Le fait est que «les prix des livres sont aujourd’hui déjà excessivement élevés en Suisse, preuve que le marché libre ne fonctionne pas et que le consommateur paye trop», rétorque Dominique de Buman.
«Il est vrai que les prix sont pour le moment généralement plus élevés en Suisse que dans les pays de provenance, reconnaît Christian Wasserfallen. Mais le problème est dû aux canaux de diffusion exclusifs. Etant donné qu’il n’y a qu’un diffuseur par éditeur, il peut demander le prix qu’il veut. On doit donc briser ces structures. Avec le prix fixe, on cimente ces structures, car personne n’a intérêt à faire baisser les prix.»
David contre Goliath
Pour Dominique de Buman en revanche, la LPL permet de combattre les abus. Elle confie au Surveillant fédéral des prix la mission d’observer l’évolution du prix du livre et de proposer, le cas échéant, au gouvernement de fixer les différences de prix maximales autorisées par rapport à ceux pratiqués à l’étranger.
Avec cette loi, on empêcherait les géants internationaux de la vente en ligne de supplanter les petites librairies suisses. «C’est pour cela que la loi est nécessaire: pour défendre une véritable liberté de choix», soutient Dominique de Buman.
«Il est absolument impossible de contrôler le marché international du commerce en ligne et de celui des livres électroniques avec un prix fixe en Suisse, juge pour sa part Christian Wasserfallen. C’est la raison pour laquelle nous devons renforcer le marché national en le rendant plus compétitif.»
Entre ces deux visions antagonistes, c’est finalement à l’électeur-lecteur de faire son choix. Réponse le 11 mars.
Les partisans de la LPL menacent de saisir la Cour suprême pour lui demander d’invalider le vote en cas de non serré le 11 mars. Ils accusent en effet le ministre de l’Economie Johann Schneider-Ammann d’avoir diffusé une information fausse.
Lors de la conférence de presse de présentation de l’objet, Johann Schneider-Ammann a affirmé que la loi ne s’appliquerait pas aux achats en ligne sur des sites étrangers.

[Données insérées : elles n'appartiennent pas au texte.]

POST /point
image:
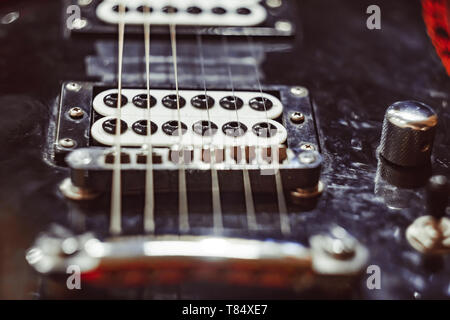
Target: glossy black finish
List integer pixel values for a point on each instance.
(353, 74)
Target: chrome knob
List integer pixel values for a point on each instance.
(408, 133)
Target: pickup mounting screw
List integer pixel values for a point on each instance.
(79, 24)
(274, 3)
(299, 91)
(283, 26)
(84, 2)
(73, 86)
(307, 146)
(67, 143)
(297, 117)
(307, 157)
(76, 113)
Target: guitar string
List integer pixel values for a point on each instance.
(149, 207)
(249, 203)
(215, 188)
(282, 207)
(116, 196)
(182, 193)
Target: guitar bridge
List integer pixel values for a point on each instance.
(174, 260)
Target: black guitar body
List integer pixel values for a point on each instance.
(352, 74)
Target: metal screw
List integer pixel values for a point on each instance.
(84, 2)
(274, 3)
(73, 86)
(79, 23)
(283, 26)
(67, 143)
(299, 91)
(297, 117)
(307, 157)
(10, 17)
(339, 248)
(76, 113)
(308, 146)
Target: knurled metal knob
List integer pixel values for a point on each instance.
(408, 133)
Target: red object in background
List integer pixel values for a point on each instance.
(436, 14)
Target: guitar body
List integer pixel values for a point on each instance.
(352, 74)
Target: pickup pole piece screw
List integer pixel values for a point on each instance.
(67, 143)
(76, 113)
(297, 117)
(299, 91)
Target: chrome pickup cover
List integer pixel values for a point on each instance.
(237, 13)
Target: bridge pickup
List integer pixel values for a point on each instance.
(83, 138)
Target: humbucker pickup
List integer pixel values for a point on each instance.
(209, 17)
(181, 12)
(247, 130)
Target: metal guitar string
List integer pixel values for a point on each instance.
(116, 190)
(182, 193)
(282, 208)
(249, 204)
(215, 188)
(149, 207)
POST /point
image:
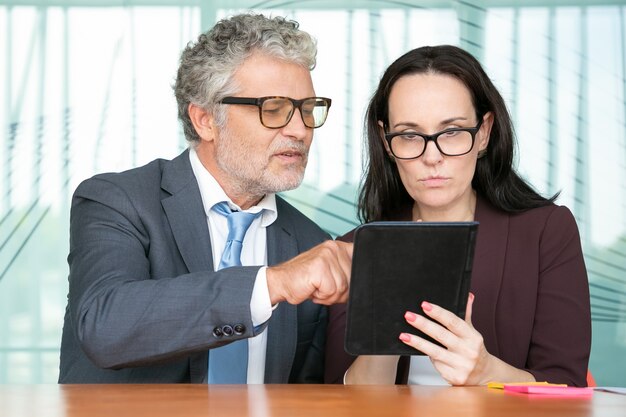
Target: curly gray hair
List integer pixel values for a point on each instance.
(205, 74)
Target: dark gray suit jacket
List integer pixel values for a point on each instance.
(144, 299)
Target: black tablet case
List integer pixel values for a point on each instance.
(396, 266)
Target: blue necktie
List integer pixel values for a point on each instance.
(229, 364)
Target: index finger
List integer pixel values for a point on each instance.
(448, 319)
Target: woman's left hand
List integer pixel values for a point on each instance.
(464, 360)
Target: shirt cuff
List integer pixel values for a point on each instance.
(260, 304)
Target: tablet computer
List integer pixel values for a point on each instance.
(396, 266)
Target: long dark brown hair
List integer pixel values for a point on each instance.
(383, 196)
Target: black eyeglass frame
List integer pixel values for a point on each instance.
(427, 138)
(297, 104)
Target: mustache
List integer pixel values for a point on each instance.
(286, 145)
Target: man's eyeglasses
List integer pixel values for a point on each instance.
(450, 142)
(276, 112)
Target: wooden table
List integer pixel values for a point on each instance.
(292, 401)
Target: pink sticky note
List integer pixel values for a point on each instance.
(548, 389)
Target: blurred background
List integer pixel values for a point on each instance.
(85, 87)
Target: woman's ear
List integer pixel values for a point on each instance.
(381, 135)
(483, 134)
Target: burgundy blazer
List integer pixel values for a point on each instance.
(532, 296)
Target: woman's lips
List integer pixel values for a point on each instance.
(434, 181)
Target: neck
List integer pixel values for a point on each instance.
(461, 212)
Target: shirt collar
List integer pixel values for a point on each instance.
(212, 193)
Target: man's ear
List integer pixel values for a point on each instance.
(203, 122)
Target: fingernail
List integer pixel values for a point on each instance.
(410, 316)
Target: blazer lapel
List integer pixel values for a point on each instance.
(488, 270)
(283, 325)
(185, 213)
(187, 218)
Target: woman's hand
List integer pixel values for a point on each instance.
(464, 360)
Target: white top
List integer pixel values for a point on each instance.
(254, 252)
(423, 372)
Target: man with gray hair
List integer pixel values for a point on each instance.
(194, 270)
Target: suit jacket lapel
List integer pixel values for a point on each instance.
(185, 213)
(282, 329)
(488, 270)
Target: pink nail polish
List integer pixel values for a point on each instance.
(410, 316)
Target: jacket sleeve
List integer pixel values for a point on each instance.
(120, 313)
(561, 337)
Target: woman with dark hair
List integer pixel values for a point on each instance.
(440, 148)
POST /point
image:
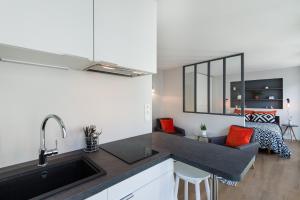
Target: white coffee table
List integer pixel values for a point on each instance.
(198, 137)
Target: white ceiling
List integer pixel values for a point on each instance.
(267, 31)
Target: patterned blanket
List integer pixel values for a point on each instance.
(268, 136)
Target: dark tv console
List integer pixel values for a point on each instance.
(264, 93)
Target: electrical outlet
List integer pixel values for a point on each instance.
(147, 110)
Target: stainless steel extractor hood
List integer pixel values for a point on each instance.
(19, 55)
(109, 68)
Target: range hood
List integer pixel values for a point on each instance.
(19, 55)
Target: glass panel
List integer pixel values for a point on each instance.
(202, 88)
(216, 76)
(189, 89)
(233, 85)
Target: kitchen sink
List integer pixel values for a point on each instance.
(42, 182)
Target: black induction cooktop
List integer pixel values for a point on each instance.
(130, 151)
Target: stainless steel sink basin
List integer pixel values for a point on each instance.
(43, 182)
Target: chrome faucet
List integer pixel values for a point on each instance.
(43, 152)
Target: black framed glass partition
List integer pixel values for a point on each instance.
(206, 86)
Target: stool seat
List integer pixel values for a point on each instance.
(192, 175)
(190, 172)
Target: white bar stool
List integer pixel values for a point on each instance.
(190, 175)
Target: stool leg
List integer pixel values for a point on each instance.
(176, 187)
(207, 189)
(294, 134)
(186, 190)
(197, 191)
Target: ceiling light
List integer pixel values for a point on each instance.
(110, 68)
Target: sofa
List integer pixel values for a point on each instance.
(252, 147)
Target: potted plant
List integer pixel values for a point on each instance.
(203, 129)
(91, 138)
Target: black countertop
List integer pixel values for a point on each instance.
(226, 162)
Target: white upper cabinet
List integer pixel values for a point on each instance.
(55, 26)
(125, 33)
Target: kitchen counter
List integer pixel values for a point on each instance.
(226, 162)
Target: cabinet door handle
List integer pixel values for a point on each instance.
(130, 196)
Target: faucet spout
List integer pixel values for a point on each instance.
(43, 151)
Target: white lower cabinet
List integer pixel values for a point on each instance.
(159, 189)
(155, 183)
(146, 184)
(99, 196)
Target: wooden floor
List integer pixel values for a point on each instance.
(273, 178)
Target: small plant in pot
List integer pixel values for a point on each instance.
(203, 129)
(91, 138)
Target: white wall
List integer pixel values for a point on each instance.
(28, 94)
(158, 91)
(172, 107)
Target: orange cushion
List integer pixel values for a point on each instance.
(167, 125)
(238, 136)
(237, 111)
(272, 112)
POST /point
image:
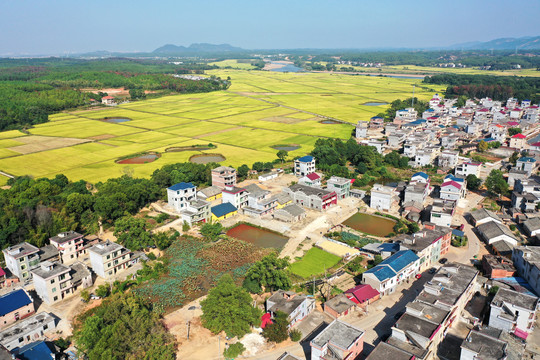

Selon les défenseurs du prix unique du livre, il s’agit là d’une interprétation contraire aux intentions du parlement, qui a clairement manifesté sa volonté de soumettre à la loi également les livres achetés sur Internet.
A noter que le gouvernement était contre le prix unique du livre. Mais comme le parlement en a décidé autrement, l’exécutif doit lui aussi recommander le oui.
Au Parlement, la Loi sur la réglementation du prix du livre a été approuvée par 96 voix contre 86 à la Chambre basse et 23 voix contre 19 à la Chambre haute.
La LPL est soutenue par les Verts, le Parti socialiste, une majorité du Parti démocrate-chrétien, le Parti évangélique, le Parti bourgeois démocratique et quelques représentants de l’Union démocratique du centre.
Elle est combattue par le Parti libéral-radical, la grande majorité de l’Union démocratique du centre et quelques membres du Parti démocrate-chrétien.
L’idée de lier les livres à des prix fixes a germé au 18e siècle déjà en Europe du Nord, avec la séparation des activités d’édition et de diffusion.
Elle a été concrétisée pour la première fois en 1829 en Angleterre. Elle fut ensuite adoptée dans de nombreux pays, que ce soit par le biais de lois ou d’accords interprofessionnels.
Dans les années 1960-1970, l’émergence de nouveaux canaux de distribution (supermarchés et grandes chaînes spécialisées) et le renforcement du droit de la concurrence ont remis le prix fixe en question. Cette remise en question s’est encore accentuée dans les années 1980 avec l’influence croissante de la Commission européenne de la concurrence.
Face à cette évolution, divers pays ont réagi en créant les bases légales qui reconnaissent un statut juridique spécial au livre, en vertu duquel le prix de vente est réglementé. L’objectif de base est de garantir la survie des petits éditeurs et libraires, et donc de la diversité culturelle.